As Minister for Finance, I am responsible for the development of the legal framework governing financial regulation.  Neither I nor the Central Bank of Ireland can interfere in the provision or pricing of insurance products, as these matters are of a commercial nature, and are determined by insurance companies based on an assessment of the risks they are willing to accept.  This position is reinforced by the EU framework for insurance which expressly prohibits Member States from adopting rules which require insurance companies to obtain prior approval of the pricing or terms and conditions of insurance products.  Consequently, I am not in a position to review individual cases as to the pricing level or terms or conditions that they should apply in those cases. 

Motor insurers use a combination of rating factors in making their individual decisions on whether to offer cover and what terms to apply.  My understanding is that the factors include those such as the age and type of the car, the age of the driver, the claims record, driving experience, the number of drivers, how the car is used, etc.  As Insurers do not all use the same combination of rating factors prices vary across the market and consumers are free to choose.  In addition, insurance companies will price in accordance with their own past claims experience, meaning that in relation to the age of a car and the availability of cover, different insurance companies will use different age thresholds.  

The Deputy should note that the Competition and Consumer Protection Commission website has an informative section regarding the purchase of car insurance.  One of the tips listed to help cut costs is to “shop around” and to “always get quotes from several insurance providers when you need to get or renew insurance”.  A checklist for “motor insurance shopping around” is also provided.  I would note that this advice applies equally to older drivers as it does to young and inexperienced drivers.

Policy in relation to the NCT lies with the Minister for Transport, Tourism and Sport.  The NCT was introduced to comply with an EU Roadworthiness Testing Directive aimed at improving road safety and environmental protection.
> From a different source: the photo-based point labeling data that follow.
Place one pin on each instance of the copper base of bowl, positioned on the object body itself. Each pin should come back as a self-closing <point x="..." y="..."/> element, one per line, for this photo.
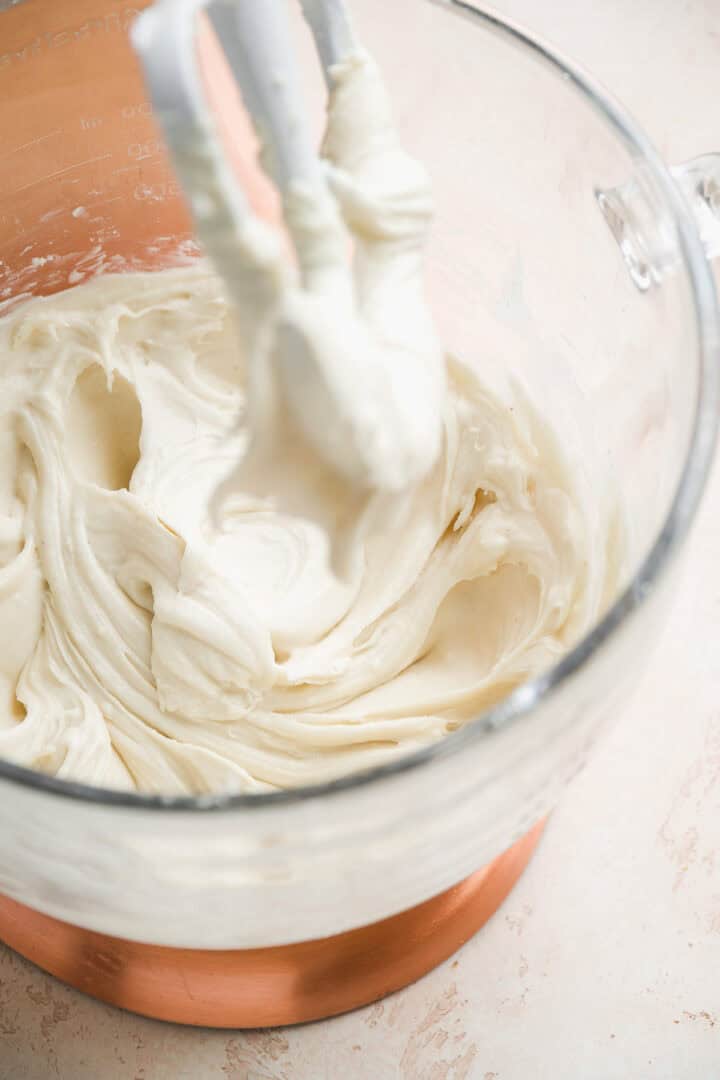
<point x="263" y="987"/>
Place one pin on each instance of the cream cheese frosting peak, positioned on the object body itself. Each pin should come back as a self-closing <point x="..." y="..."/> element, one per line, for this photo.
<point x="144" y="647"/>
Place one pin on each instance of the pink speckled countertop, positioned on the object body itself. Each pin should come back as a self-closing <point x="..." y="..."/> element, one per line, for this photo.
<point x="605" y="962"/>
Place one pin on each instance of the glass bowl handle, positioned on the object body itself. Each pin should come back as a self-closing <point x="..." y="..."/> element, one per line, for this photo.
<point x="644" y="237"/>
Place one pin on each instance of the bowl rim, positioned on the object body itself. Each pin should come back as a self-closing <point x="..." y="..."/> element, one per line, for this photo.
<point x="676" y="525"/>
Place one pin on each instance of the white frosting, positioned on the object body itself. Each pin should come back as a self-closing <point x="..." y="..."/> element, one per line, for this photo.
<point x="143" y="647"/>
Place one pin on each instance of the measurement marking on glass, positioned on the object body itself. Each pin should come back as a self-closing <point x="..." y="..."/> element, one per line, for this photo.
<point x="60" y="172"/>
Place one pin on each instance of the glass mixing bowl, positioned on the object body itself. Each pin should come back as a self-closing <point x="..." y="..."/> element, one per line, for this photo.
<point x="614" y="328"/>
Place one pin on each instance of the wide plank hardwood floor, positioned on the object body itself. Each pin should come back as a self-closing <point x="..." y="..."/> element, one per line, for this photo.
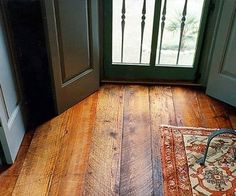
<point x="108" y="144"/>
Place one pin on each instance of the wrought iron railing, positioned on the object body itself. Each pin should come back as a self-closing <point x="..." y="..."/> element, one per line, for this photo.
<point x="164" y="33"/>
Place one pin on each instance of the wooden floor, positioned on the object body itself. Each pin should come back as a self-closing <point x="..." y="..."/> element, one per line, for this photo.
<point x="109" y="143"/>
While the NCT is one component of having safer vehicles on our roads, every vehicle owner has a personal and legal responsibility to ensure that their vehicles are roadworthy and well maintained.  The NCT is an inspection or general “health check” of what is visible and accessible on the day of the test and includes a check of the roadworthiness of such safety features, amongst others, as lighting, brakes and tyres.  It is important to understand that the NCT is a minimum requirement of roadworthiness and that insurers will generally require that a car has a valid NCT in order to be covered.  However, in making their individual decisions on whether to offer cover and what terms to apply, this is not the only rating factor taken into account in the provision of motor insurance, as mentioned in the paragraph above. 

Finally, it is worth noting that according to the terms of the Declined Cases Agreement, the insurance market will not refuse to provide insurance to an individual seeking insurance if he/she has approached at least three insurers and has not been able to obtain cover from them.  If the Deputy is aware of a driver that is unable to get cover from an insurer on the grounds provided in the question, Insurance Ireland can be contacted in this regard at declined@insuranceireland.eu or 01-6761914 or 01-6761820.

Question No. 35 answered with Question No. 33.